Maitland Mackie
Inspiration Stories

Five Lessons Learned: Maitland 'Mac' Mackie

Family business Mackie's of Scotland has stayed committed to innovation throughout its journey. Maitland ‘Mac’ Mackie, tells us his five business lessons.

Sit down and do business as a family

When you’re a family business, it’s good practice for the family members to sit down on a reasonably regular basis and discuss their individual roles out with the normal business environment. You want to ensure that everyone’s still happy. Whereas a non-family employee might have the opportunity to share their thoughts in an appraisal, family members often fall into their roles and, once they’re established, just carry on, even if they’re not entirely happy.
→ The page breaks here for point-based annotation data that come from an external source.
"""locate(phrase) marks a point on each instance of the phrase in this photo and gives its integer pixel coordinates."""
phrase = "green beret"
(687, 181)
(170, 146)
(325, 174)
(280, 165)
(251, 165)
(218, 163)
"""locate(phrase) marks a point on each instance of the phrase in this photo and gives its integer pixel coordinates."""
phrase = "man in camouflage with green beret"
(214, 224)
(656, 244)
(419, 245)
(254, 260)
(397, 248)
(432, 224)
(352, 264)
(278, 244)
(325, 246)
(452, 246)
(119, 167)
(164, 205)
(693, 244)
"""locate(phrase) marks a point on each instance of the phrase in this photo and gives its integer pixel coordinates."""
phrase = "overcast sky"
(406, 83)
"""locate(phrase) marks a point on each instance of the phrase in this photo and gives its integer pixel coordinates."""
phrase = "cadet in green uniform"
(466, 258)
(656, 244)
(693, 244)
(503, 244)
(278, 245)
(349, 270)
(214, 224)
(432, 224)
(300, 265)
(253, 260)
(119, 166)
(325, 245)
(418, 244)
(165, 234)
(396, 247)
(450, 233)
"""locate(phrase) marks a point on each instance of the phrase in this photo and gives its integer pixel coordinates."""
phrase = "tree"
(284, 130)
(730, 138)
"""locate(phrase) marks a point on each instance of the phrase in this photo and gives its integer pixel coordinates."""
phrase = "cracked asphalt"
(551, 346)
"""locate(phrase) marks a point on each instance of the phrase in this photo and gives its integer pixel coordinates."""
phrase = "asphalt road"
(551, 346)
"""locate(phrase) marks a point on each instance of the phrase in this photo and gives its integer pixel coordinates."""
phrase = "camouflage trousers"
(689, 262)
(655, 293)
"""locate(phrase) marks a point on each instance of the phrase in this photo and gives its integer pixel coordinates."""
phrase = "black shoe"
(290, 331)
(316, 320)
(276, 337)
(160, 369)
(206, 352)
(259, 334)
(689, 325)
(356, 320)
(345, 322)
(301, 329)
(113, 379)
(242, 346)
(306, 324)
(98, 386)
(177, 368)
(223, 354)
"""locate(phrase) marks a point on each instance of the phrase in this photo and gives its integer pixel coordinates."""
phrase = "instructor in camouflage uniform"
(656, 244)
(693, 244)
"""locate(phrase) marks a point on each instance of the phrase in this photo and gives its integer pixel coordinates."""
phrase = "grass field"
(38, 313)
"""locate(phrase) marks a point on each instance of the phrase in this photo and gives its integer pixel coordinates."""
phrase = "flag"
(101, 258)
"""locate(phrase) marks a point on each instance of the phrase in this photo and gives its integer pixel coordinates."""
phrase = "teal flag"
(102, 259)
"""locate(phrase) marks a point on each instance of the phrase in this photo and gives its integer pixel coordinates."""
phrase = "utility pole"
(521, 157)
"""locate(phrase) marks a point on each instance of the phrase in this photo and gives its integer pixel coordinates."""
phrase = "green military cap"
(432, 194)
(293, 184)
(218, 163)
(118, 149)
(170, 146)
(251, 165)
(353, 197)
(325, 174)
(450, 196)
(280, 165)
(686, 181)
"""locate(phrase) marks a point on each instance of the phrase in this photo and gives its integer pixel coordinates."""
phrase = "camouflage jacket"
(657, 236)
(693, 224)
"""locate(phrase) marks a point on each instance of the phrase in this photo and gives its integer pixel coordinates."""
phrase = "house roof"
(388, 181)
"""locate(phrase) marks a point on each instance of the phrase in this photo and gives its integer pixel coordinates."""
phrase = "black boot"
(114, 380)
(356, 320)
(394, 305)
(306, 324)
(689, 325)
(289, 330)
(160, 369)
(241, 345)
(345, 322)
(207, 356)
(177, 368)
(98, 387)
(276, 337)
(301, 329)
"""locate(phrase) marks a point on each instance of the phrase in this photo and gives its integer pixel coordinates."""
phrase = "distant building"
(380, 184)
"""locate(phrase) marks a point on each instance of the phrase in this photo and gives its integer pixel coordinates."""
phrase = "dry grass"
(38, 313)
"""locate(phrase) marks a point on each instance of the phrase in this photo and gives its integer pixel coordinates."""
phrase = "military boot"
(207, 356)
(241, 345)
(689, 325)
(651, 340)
You have to look at the structure of the business on a family level.

Business plans are always wrong, but…

…you need to do them. At Mackie’s, we do a five-year business plan. We know that no plan is going to unfold out exactly as planned, but it’s a solid process nonetheless. We review some of the detail annually and review our whole plan every three years in case we need to update any of our strategic thinking. It’s important to remember that not all well-run businesses make money. You need to ensure that you’re in the right business in the first instance, otherwise you can end up continually fighting fires, never able to raise your head up to see what else you could or should be doing. Our business went from farming to milk retail and eventually ice cream. The milk retail business became unprofitable for us, so we turned to something new.

Vertical integration can be the way up

As a business, we’re quite vertically integrated. We make our own electricity, our own packaging, our own ingredients, our own milk – none of these factors increase the turnover of the business per se, but they play a huge part in the business in terms of making us more efficient. Provided the business is right, vertical integration is a good way of growing your activities without increasing your reliance on external factors and suppliers.

Adapt to thrive

We’ve always wanted to keep growing our business, and whilst there is still growth potential in ice cream, we know it isn’t unlimited – and so we’ve diversified into other products that we see as a good fit with our brand, such as crisps and chocolate. As with nearly all new projects, just about everything that can go wrong will go wrong. Keep persevering and adapting what you’re trying to do; if you do, it’ll come right in the end. It probably won’t end up looking quite like what you’d envisaged in the beginning, but it will hopefully make money over time. For a lot of businesses trying to grow things that aren’t growable, it makes sense for them to think about what else they can do.

Go for a run

My last piece of advice? Play more golf or go for a run. Seriously, when running a small business you can begin to feel a bit trapped thinking that you always need to be present. There’s always something that’s not quite right – but that’s just business. By going away on a regular basis and clearing your head, I think you can make better decisions. I’ve personally found that running is a great way to think things through clearly and to come up with solutions. I’m also an advocate of simply discussing business with other people, whether that’s family or peers or anyone else. The more people with whom you discuss problems and opportunities, the more ideas and solutions you’ll come to.